Lord Hill said the proposals were designed to “encourage investment in UK businesses [and] support the development of innovative growth sectors such as tech and life sciences”.

He said the UK should use its post-Brexit ability to set its own rules “to move faster, more flexibly and in a more targeted way”, in particular for growth sectors such as fintech and green finance.

However, the recommendations will cause concern among some institutional investors which have argued that loosening rules around dual-class shares, for example, will risk lowering corporate governance standards. 

The review said London needed to maintain high standards of governance, with various ways recommended to mitigate risk. On dual shares, for example, it recommended safeguards such as a five-year limit.

Amid fears that the government could go too far with a drive for deregulation, Lord Hill said his proposals were “not about opening a gap between us and other global centres by proposing radical new departures to try to seize a competitive advantage . . . they are about closing a gap which has already opened up”.

Other recommendations include making it easier for companies to provide forward-looking guidance when raising capital by amending the liability regime, and improving the efficiency of the listing process. 

The inclusion of a recommendation to help Spacs list in London by no longer suspending shares after a target is picked will be welcomed by many investors.

However, the rapid growth of such vehicles loaded with billions of dollars in speculative cash has also raised concerns about a bubble forming in the market.

Lord Hill said there was a risk that the UK was losing out on “homegrown and strategically significant companies coming to market in London” from overseas Spacs.

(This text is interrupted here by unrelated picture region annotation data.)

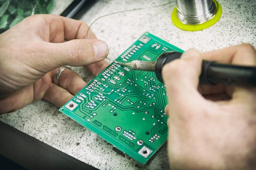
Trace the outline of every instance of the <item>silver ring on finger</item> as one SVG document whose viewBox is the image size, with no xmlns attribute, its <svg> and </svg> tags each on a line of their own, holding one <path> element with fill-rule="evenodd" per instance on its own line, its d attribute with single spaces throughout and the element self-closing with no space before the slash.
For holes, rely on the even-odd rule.
<svg viewBox="0 0 256 170">
<path fill-rule="evenodd" d="M 57 73 L 56 73 L 56 74 L 55 74 L 55 79 L 54 80 L 54 83 L 57 85 L 58 85 L 58 79 L 60 78 L 60 76 L 61 76 L 61 73 L 66 68 L 71 70 L 70 68 L 69 68 L 67 66 L 61 66 L 59 67 L 59 68 L 57 70 Z"/>
</svg>

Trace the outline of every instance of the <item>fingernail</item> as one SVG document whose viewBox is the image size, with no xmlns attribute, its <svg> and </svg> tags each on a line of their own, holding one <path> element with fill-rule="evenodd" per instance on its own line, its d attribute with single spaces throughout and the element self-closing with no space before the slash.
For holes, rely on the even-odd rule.
<svg viewBox="0 0 256 170">
<path fill-rule="evenodd" d="M 190 58 L 192 57 L 197 57 L 199 54 L 199 52 L 197 50 L 194 49 L 189 50 L 184 53 L 180 58 L 182 59 L 186 59 Z"/>
<path fill-rule="evenodd" d="M 102 41 L 93 42 L 95 58 L 105 58 L 108 54 L 108 47 L 107 44 Z"/>
</svg>

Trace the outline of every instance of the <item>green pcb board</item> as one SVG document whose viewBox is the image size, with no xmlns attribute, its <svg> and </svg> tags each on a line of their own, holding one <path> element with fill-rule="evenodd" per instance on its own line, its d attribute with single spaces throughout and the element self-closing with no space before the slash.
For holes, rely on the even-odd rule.
<svg viewBox="0 0 256 170">
<path fill-rule="evenodd" d="M 184 52 L 146 32 L 115 61 L 155 61 L 168 51 Z M 167 96 L 154 73 L 113 62 L 59 110 L 145 164 L 167 140 Z"/>
</svg>

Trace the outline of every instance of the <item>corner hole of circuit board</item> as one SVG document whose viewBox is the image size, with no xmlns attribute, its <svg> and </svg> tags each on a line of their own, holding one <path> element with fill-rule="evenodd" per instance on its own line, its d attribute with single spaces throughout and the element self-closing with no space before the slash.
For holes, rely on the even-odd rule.
<svg viewBox="0 0 256 170">
<path fill-rule="evenodd" d="M 138 152 L 138 153 L 144 158 L 147 158 L 152 152 L 153 151 L 151 150 L 145 146 L 143 146 L 139 152 Z"/>
</svg>

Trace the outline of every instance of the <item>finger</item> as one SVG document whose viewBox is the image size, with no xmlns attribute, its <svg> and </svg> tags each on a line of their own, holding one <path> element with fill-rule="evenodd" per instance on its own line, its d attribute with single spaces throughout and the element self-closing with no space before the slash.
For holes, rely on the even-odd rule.
<svg viewBox="0 0 256 170">
<path fill-rule="evenodd" d="M 58 69 L 53 72 L 53 82 Z M 59 86 L 67 90 L 73 95 L 75 95 L 87 85 L 77 73 L 69 69 L 65 69 L 61 72 L 58 82 Z"/>
<path fill-rule="evenodd" d="M 247 44 L 203 53 L 201 56 L 203 60 L 225 64 L 253 65 L 256 62 L 255 49 Z"/>
<path fill-rule="evenodd" d="M 164 66 L 163 77 L 167 93 L 171 94 L 168 102 L 172 112 L 179 113 L 184 109 L 191 112 L 191 108 L 201 105 L 204 99 L 197 90 L 201 65 L 200 53 L 191 50 Z"/>
<path fill-rule="evenodd" d="M 67 90 L 52 83 L 46 91 L 43 99 L 60 108 L 73 96 Z"/>
<path fill-rule="evenodd" d="M 107 67 L 109 63 L 104 60 L 96 63 L 84 65 L 84 67 L 94 76 L 97 76 Z"/>
<path fill-rule="evenodd" d="M 36 17 L 35 19 L 33 18 Z M 26 20 L 32 21 L 30 24 L 41 24 L 44 30 L 40 36 L 45 41 L 60 43 L 64 40 L 85 39 L 88 26 L 86 23 L 78 20 L 52 14 L 35 15 L 28 17 Z M 88 39 L 96 39 L 96 36 L 89 30 Z"/>
<path fill-rule="evenodd" d="M 253 46 L 247 44 L 203 53 L 202 54 L 202 57 L 204 60 L 215 60 L 225 64 L 245 65 L 255 65 L 256 64 L 256 51 Z M 241 96 L 245 96 L 247 95 L 246 94 L 247 94 L 243 92 L 233 93 L 234 91 L 237 91 L 238 90 L 241 90 L 243 91 L 244 90 L 247 90 L 244 88 L 234 88 L 223 85 L 219 85 L 220 91 L 218 91 L 215 86 L 205 87 L 204 86 L 203 88 L 205 88 L 203 89 L 204 94 L 209 94 L 209 92 L 211 91 L 221 93 L 226 91 L 230 96 L 233 96 L 233 98 L 235 96 L 235 98 L 240 98 Z"/>
<path fill-rule="evenodd" d="M 42 45 L 45 56 L 44 60 L 40 59 L 41 62 L 37 64 L 37 68 L 40 69 L 43 66 L 42 71 L 45 71 L 45 65 L 50 71 L 62 65 L 82 66 L 99 62 L 108 54 L 107 44 L 99 40 L 73 40 L 61 43 L 45 42 Z"/>
</svg>

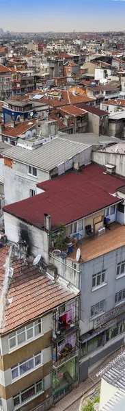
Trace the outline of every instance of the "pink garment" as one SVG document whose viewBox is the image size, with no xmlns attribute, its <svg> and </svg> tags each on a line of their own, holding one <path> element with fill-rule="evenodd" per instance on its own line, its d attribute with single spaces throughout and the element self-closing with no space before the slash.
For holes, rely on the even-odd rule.
<svg viewBox="0 0 125 411">
<path fill-rule="evenodd" d="M 68 323 L 68 321 L 70 321 L 70 320 L 71 320 L 71 314 L 72 314 L 71 310 L 70 310 L 70 311 L 68 311 L 68 312 L 66 312 L 66 323 Z"/>
</svg>

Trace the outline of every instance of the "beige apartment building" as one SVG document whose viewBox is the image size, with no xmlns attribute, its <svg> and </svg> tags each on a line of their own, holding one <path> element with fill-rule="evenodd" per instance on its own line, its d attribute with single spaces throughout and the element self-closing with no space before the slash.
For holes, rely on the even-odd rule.
<svg viewBox="0 0 125 411">
<path fill-rule="evenodd" d="M 76 297 L 60 281 L 52 281 L 42 263 L 33 265 L 26 249 L 23 241 L 0 249 L 2 411 L 46 411 L 52 406 L 53 311 Z"/>
</svg>

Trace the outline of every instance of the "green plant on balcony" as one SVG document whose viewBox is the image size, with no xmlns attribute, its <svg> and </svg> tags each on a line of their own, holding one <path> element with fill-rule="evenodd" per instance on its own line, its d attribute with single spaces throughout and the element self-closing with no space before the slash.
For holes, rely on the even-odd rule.
<svg viewBox="0 0 125 411">
<path fill-rule="evenodd" d="M 64 224 L 62 223 L 59 223 L 59 231 L 57 232 L 57 238 L 55 240 L 54 248 L 55 249 L 58 249 L 61 251 L 66 250 L 68 248 L 68 245 L 65 241 L 66 229 Z"/>
</svg>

The UK has lagged behind New York and Hong Kong in attracting the types of companies from sectors, such as technology and life sciences, that dominate modern economies and attract investors seeking growth stocks. 

London accounted for only 5 per cent of IPOs globally over the past five years, while the number of listed companies in the UK has fallen by about 40 per cent since 2008. The review also pointed out the most significant companies listed in London were either financial or representative of the “old economy” rather than the “companies of the future”. 

Lord Hill referred to the flow of post-Brexit business to Amsterdam to make the point that the UK faced “stiff competition as a financial centre not just from the US and Asia, but from elsewhere in Europe”.

The steps represent a win for the London Stock Exchange Group, whose chief executive David Schwimmer has called for a more competitive listing regime. He said it was possible to strike a balance between being competitive and maintaining high corporate governance standards.